Step by Step Detection

To help with debugging and understanding the model, there are 3 notebooks (inspect_data.ipynb, inspect_model.ipynb, inspect_weights.ipynb) that provide a lot of visualizations and allow running the model step by step to inspect the output at each point. Here are a few examples:

1. Anchor sorting and filtering

Visualizes every step of the first stage Region Proposal Network and displays positive and negative anchors along with anchor box refinement.

2. Bounding Box Refinement

This is an example of final detection boxes (dotted lines) and the refinement applied to them (solid lines) in the second stage.

3. Mask Generation

Examples of generated masks. These then get scaled and placed on the image in the right location.

4.Layer activations

Often it's useful to inspect the activations at different layers to look for signs of trouble (all zeros or random noise).

5. Weight Histograms

Another useful debugging tool is to inspect the weight histograms. These are included in the inspect_weights.ipynb notebook.

6. Logging to TensorBoard

TensorBoard is another great debugging and visualization tool. The model is configured to log losses and save weights at the end of every epoch.

6. Composing the different pieces into a final result

Training on MS COCO

We're providing pre-trained weights for MS COCO to make it easier to start. You can use those weights as a starting point to train your own variation on the network. Training and evaluation code is in samples/coco/coco.py.

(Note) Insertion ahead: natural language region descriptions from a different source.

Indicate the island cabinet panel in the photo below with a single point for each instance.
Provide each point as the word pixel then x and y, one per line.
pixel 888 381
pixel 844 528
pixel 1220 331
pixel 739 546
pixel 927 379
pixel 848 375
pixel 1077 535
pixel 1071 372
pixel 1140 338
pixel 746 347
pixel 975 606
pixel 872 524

You can import this module in Jupyter notebook (see the provided notebooks for examples) or you can run it directly from the command line as such:

# Train a new model starting from pre-trained COCO weights
python3 samples/coco/coco.py train --dataset=/path/to/coco/ --model=coco

# Train a new model starting from ImageNet weights
python3 samples/coco/coco.py train --dataset=/path/to/coco/ --model=imagenet

# Continue training a model that you had trained earlier
python3 samples/coco/coco.py train --dataset=/path/to/coco/ --model=/path/to/weights.h5

# Continue training the last model you trained. This will find
# the last trained weights in the model directory.
python3 samples/coco/coco.py train --dataset=/path/to/coco/ --model=last

You can also run the COCO evaluation code with:

# Run COCO evaluation on the last trained model
python3 samples/coco/coco.py evaluate --dataset=/path/to/coco/ --model=last

The training schedule, learning rate, and other parameters should be set in samples/coco/coco.py.

Training on Your Own Dataset

Start by reading this blog post about the balloon color splash sample. It covers the process starting from annotating images to training to using the results in a sample application.

In summary, to train the model on your own dataset you'll need to extend two classes:

Config This class contains the default configuration. Subclass it and modify the attributes you need to change.

Dataset This class provides a consistent way to work with any dataset. It allows you to use new datasets for training without having to change the code of the model. It also supports loading multiple datasets at the same time, which is useful if the objects you want to detect are not all available in one dataset.

See examples in samples/shapes/train_shapes.ipynb, samples/coco/coco.py, samples/balloon/balloon.py, and samples/nucleus/nucleus.py.

Differences from the Official Paper

This implementation follows the Mask RCNN paper for the most part, but there are a few cases where we deviated in favor of code simplicity and generalization. These are some of the differences we're aware of. If you encounter other differences, please do let us know.

  • Image Resizing: To support training multiple images per batch we resize all images to the same size. For example, 1024x1024px on MS COCO. We preserve the aspect ratio, so if an image is not square we pad it with zeros. In the paper the resizing is done such that the smallest side is 800px and the largest is trimmed at 1000px.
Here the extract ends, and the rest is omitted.